# Why is EMF = I(R+r)?

A voltmeter is connected to a dry cell battery. The voltmeter reads 9 V. A 24Ω resistor is connected across the terminals of the battery and the voltmeter reading becomes 7.2 V. Calculate the internal resistance of the cell.

Solution:

The circuit: We assume the voltmeter draws no current, so in the first experiment we are measuring the EMF of the cell i.e. E = 9.0V.    When we connect a 24Ω resistor we now have a circuit with the 9V cell, the internal resistance r and the external 24Ω resistor.

The voltage measured across the cell is now 7.2V, so that means we have 7V across the 24Ω resistor and therefore the current is I = V/R = 7.2/24 = 0.3A.

Now, for internal resistance:

Equation 1: 9 - 7.2 = 0.3 * r

Equation 2 I am not sure how to write:

$$7.2 = 0.3(24+r) or 9 = 0.3(24+r)$$

I prefer the first; let’s consider the above diagram with arrows as the path for current. Then, the current travels through both the cell and the 24ohm resistor. The internal resistance is present only when there is current flow i.e. when V = 7.2.

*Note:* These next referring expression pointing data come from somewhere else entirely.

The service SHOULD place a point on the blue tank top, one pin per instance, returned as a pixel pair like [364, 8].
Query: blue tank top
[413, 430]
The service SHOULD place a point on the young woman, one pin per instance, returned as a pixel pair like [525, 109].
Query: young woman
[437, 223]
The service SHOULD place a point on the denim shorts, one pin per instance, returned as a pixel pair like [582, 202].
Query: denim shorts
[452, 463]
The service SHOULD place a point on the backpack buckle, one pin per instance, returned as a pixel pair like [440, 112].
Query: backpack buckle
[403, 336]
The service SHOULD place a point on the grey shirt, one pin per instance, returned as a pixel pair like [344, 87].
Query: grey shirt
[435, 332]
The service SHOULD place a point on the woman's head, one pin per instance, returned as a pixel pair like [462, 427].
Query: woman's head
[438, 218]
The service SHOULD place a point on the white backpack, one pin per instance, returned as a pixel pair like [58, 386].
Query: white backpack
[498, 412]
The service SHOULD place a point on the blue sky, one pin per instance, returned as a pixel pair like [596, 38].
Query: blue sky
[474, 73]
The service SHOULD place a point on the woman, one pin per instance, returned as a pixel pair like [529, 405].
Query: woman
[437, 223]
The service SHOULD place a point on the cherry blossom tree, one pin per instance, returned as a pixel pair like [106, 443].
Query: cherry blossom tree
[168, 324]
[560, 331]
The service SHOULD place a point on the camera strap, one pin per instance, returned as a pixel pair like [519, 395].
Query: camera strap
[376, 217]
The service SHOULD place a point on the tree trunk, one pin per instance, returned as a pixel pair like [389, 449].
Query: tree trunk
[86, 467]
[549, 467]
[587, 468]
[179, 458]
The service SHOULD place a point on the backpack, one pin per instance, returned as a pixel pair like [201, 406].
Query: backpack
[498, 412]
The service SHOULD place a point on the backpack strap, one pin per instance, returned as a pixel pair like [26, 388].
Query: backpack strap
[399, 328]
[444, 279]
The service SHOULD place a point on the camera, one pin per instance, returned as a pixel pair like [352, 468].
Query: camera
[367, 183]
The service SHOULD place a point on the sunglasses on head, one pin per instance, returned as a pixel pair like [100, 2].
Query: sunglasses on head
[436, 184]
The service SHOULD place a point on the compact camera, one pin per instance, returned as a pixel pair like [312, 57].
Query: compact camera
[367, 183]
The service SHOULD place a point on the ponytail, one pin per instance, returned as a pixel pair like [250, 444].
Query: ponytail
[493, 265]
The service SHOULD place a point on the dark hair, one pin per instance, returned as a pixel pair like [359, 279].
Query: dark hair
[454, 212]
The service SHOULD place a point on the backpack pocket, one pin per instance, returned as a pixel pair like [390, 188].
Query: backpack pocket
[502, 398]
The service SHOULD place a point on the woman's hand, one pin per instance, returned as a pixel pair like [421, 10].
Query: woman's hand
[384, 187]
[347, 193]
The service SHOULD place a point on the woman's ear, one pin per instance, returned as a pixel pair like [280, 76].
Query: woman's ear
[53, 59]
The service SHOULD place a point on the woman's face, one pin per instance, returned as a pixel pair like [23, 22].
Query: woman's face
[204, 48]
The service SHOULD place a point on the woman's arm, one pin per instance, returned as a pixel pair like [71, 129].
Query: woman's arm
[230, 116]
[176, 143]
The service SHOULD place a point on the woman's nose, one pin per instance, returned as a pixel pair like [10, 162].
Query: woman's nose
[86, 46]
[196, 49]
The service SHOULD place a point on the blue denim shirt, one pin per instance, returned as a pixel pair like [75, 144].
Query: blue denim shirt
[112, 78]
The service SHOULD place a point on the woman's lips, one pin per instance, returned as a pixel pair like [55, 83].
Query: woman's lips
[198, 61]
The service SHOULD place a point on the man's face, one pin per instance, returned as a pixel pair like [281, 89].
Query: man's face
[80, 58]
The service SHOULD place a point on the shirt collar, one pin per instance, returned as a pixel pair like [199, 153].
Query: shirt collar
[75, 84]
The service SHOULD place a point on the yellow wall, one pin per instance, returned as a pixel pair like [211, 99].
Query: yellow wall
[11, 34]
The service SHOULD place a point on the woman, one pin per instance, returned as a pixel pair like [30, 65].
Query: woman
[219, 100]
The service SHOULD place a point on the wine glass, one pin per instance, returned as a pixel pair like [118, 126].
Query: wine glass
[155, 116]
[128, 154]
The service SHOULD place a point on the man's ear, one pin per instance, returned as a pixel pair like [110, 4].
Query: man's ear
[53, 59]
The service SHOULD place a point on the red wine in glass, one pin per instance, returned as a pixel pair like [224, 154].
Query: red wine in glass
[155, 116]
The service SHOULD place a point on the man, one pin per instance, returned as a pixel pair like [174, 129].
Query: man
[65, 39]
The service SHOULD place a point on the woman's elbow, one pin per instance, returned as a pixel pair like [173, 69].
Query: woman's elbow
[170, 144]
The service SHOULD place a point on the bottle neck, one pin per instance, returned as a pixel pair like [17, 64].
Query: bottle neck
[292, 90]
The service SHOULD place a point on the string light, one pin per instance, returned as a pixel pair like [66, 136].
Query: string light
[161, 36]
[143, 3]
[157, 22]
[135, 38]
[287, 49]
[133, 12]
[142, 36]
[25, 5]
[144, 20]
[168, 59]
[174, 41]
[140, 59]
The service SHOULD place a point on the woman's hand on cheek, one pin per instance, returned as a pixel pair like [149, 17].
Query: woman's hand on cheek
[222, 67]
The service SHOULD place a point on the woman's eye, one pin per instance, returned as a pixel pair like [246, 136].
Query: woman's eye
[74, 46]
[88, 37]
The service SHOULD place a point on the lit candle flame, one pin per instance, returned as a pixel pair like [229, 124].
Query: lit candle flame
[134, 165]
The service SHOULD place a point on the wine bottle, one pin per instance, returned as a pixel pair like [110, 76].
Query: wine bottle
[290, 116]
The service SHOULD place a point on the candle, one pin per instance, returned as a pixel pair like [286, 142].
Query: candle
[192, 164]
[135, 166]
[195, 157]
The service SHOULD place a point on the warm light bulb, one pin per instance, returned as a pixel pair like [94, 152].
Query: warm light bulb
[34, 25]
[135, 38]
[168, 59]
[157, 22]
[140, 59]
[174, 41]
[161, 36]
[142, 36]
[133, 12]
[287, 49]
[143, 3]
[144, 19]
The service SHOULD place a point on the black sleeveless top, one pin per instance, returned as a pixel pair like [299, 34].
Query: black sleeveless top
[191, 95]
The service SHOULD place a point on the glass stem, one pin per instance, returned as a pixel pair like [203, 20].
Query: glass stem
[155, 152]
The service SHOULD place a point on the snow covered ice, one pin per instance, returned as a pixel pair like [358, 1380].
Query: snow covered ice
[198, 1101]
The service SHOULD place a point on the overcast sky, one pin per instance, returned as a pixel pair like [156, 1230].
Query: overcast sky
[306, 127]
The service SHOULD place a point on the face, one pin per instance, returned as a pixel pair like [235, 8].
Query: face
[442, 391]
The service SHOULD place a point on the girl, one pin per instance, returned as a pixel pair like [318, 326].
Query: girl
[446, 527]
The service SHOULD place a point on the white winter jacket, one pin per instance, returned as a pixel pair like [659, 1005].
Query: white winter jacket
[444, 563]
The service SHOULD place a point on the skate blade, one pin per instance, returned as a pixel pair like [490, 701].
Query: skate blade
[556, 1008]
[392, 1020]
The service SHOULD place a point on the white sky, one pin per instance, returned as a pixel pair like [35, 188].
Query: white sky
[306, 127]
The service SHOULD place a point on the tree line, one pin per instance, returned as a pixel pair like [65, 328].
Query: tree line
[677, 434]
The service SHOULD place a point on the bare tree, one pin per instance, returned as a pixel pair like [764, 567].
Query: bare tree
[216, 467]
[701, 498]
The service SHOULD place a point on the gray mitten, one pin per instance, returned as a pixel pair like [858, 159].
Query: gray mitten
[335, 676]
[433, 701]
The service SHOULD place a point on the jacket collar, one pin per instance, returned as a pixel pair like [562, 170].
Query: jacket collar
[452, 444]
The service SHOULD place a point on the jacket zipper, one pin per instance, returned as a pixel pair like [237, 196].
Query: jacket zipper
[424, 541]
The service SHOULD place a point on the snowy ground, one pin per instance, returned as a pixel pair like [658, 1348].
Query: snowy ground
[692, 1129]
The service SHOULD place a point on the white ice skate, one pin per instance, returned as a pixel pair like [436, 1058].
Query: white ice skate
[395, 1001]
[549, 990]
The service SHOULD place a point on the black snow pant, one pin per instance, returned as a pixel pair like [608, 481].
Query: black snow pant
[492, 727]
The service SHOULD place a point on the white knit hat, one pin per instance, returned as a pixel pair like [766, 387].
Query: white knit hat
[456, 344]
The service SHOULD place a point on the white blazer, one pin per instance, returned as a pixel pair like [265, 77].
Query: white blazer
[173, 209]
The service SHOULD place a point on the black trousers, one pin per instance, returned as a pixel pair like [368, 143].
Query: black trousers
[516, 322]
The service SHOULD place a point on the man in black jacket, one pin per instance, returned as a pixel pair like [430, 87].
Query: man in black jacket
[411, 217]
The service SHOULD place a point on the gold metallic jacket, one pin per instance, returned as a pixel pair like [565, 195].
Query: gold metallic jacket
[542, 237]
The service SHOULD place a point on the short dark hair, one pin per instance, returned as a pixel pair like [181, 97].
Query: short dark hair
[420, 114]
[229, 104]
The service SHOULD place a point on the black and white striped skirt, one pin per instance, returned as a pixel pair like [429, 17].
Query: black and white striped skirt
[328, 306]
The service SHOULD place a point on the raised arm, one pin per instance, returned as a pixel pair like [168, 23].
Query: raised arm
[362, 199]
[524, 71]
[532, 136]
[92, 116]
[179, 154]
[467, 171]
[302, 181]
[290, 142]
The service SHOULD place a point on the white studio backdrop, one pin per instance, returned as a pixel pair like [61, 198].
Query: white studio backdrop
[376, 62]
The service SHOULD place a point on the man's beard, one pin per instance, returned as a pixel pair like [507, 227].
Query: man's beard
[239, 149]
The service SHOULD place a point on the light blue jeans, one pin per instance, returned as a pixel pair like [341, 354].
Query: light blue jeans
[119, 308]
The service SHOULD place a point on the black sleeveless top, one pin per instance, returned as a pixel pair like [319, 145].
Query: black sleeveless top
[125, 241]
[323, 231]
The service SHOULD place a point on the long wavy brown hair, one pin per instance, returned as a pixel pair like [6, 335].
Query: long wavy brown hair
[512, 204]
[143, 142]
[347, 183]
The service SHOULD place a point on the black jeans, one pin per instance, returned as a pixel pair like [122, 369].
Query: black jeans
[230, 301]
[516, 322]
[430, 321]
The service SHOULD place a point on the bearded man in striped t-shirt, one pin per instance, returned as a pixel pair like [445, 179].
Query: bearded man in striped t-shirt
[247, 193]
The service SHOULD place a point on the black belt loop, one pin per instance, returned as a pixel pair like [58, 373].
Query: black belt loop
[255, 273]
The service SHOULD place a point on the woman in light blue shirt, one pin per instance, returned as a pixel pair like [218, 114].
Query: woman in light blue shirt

Why is the second equation right?

• Why do you need 2 equations, if you can use one already? Nov 18 at 9:36
• @Justme I want to understand every equation. Equation 1 is directly using formula from Textbook & equation 2 , I thought of on my own. Nov 18 at 9:37
• But in equation 2 , i see two types. Therefore , I want to correct where am I wrong. Nov 18 at 9:38
• "the internal resistance is always present" It only has an effect if current flows through it causing a voltage drop. Your ideal voltmeter takes no current and causes no voltage drop in the internal resistance. Hence it reads the EMF. Nov 18 at 11:45
• To help anyone who is interested, the direct link to the chatroom mentioned above is here: chat.stackexchange.com/rooms/131582/chat-between-smt-graham Nov 19 at 16:07

It is difficult to help you when you write your equations with no symbols or units. Your second equation seems to indicate that $$V_R = I_{\text{total}} \cdot (R+r)$$ which is clearly wrong. Your third equation indicates $$V_{\text{total}} = I_{\text{total}} \cdot (R+r)$$ which is correct. Hopefully you can see why. From that, you can deduce what $$\r \$$ should be.